Politik

AfD-Spitze hat sich auf Parteitag neu formiert

Die AfD hat in Berlin rund 900 Mitglieder. Mit einer neuen Doppelspitze geht sie in das Rennen um die Abgeordnetenhauswahl 2016.

Die neuen Landes-Vorsitzenden der AfD Berlin: Beatrix von Storch und Georg Pazderski

Die neuen Landes-Vorsitzenden der AfD Berlin: Beatrix von Storch und Georg Pazderski

Foto: DAVIDS/Boillot / DAVIDS

Die Alternative für Deutschland Berlin (AfD) geht mit einer neuen Doppelspitze in das Rennen um die Abgeordnetenhauswahl 2016. Am Sonnabend votieren zwei Drittel der 293 anwesenden Mitglieder auf dem Landesparteitag in Mitte für Beatrix von Storch als erste Vorsitzende. An ihre Seite wurde Georg Pazderski mit 56 Prozent der Stimmen gewählt. Er setzte sich gegen den bisherigen Landeschef Günter Brinker durch.
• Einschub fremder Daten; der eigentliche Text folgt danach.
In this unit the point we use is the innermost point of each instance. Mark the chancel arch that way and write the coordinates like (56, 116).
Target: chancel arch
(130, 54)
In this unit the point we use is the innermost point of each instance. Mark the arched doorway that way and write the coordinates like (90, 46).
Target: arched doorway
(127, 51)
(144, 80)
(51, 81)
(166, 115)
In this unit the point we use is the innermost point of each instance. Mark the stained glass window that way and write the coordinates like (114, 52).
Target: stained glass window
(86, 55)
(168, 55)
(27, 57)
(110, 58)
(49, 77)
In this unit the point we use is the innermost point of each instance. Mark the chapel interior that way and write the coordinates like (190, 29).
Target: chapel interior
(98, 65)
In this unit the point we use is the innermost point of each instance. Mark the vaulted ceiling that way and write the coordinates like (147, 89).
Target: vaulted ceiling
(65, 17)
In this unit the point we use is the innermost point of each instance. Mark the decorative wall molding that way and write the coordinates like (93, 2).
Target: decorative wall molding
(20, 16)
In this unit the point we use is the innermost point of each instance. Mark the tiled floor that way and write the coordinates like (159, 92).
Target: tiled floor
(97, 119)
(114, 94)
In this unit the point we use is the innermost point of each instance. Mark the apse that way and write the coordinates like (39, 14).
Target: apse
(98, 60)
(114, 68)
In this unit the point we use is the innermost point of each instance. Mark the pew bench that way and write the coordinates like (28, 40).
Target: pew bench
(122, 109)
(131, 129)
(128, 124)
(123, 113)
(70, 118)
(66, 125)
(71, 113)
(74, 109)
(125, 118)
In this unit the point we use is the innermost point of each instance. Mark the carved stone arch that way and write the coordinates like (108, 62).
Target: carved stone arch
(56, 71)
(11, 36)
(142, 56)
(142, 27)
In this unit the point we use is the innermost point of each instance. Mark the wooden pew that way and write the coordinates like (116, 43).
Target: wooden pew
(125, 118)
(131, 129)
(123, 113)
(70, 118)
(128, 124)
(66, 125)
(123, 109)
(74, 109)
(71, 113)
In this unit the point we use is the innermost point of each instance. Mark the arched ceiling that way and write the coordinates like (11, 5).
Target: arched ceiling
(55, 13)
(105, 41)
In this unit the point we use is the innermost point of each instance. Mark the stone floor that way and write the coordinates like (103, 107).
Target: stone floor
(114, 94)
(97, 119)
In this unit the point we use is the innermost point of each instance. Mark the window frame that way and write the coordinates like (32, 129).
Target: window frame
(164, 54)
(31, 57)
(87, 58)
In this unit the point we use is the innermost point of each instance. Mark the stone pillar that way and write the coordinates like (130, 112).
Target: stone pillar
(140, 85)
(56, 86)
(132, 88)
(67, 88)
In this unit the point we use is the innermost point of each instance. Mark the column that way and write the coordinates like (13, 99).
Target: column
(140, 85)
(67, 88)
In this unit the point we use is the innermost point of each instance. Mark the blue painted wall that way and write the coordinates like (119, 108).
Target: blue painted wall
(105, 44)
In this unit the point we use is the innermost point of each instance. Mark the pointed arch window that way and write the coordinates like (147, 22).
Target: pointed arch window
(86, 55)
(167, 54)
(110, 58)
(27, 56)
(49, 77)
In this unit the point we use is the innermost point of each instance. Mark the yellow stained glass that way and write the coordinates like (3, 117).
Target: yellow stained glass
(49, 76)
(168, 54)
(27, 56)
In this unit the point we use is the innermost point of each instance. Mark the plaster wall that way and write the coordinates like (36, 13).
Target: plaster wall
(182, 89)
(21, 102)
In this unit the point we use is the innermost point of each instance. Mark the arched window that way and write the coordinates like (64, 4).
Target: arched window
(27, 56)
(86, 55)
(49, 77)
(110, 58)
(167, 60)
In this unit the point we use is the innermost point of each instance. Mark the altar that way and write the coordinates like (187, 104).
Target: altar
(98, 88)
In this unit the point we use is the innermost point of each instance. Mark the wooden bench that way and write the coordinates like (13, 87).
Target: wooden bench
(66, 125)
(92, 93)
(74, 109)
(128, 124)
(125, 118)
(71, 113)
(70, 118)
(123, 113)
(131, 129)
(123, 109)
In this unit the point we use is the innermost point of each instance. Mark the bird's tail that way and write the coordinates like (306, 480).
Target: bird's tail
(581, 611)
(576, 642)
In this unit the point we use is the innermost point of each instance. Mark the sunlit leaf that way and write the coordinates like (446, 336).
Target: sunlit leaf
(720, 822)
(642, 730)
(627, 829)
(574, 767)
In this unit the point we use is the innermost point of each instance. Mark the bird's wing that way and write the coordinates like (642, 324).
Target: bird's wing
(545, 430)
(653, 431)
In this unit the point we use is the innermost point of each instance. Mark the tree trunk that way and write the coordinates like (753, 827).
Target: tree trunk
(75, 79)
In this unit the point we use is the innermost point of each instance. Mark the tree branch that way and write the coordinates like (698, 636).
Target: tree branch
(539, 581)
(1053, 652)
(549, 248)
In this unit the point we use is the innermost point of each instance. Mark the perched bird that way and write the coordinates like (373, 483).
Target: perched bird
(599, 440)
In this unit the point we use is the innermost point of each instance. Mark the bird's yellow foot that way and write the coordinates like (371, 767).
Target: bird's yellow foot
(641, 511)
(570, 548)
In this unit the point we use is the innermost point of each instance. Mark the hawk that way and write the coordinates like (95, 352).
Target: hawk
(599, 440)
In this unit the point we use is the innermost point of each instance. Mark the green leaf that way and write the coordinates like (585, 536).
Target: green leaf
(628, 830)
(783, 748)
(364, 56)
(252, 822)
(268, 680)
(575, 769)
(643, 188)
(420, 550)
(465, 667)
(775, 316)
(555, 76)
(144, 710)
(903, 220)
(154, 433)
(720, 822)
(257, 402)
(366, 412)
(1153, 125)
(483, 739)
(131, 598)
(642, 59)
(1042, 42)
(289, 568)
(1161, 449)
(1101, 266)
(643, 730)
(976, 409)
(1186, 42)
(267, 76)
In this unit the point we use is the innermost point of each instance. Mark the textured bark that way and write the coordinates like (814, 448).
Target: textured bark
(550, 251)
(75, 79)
Die in Berlin rund 900 Mann starke AfD versucht so, ihr Profil mit Kräften zu schärfen, die Erfahrung auf Bundesebene haben. Von Storch hat den Posten der stellvertretenden Bundesvorsitzenden inne und ist außerdem Europa-Abgeordnete. Die 44-Jährige gilt als nationalkonservativ und will die Bundeswehr an den EU-Außengrenzen einsetzen. Zu Berliner Themen äußerte sie sich in ihrer Vorstellungsrede kaum. AfD-Bundesvorstandsmitglied Pazderski sieht Berlin als Stadt, in der „nichts funktioniert“. Er will die Zusammenarbeit mit den Bezirksverbänden stärken.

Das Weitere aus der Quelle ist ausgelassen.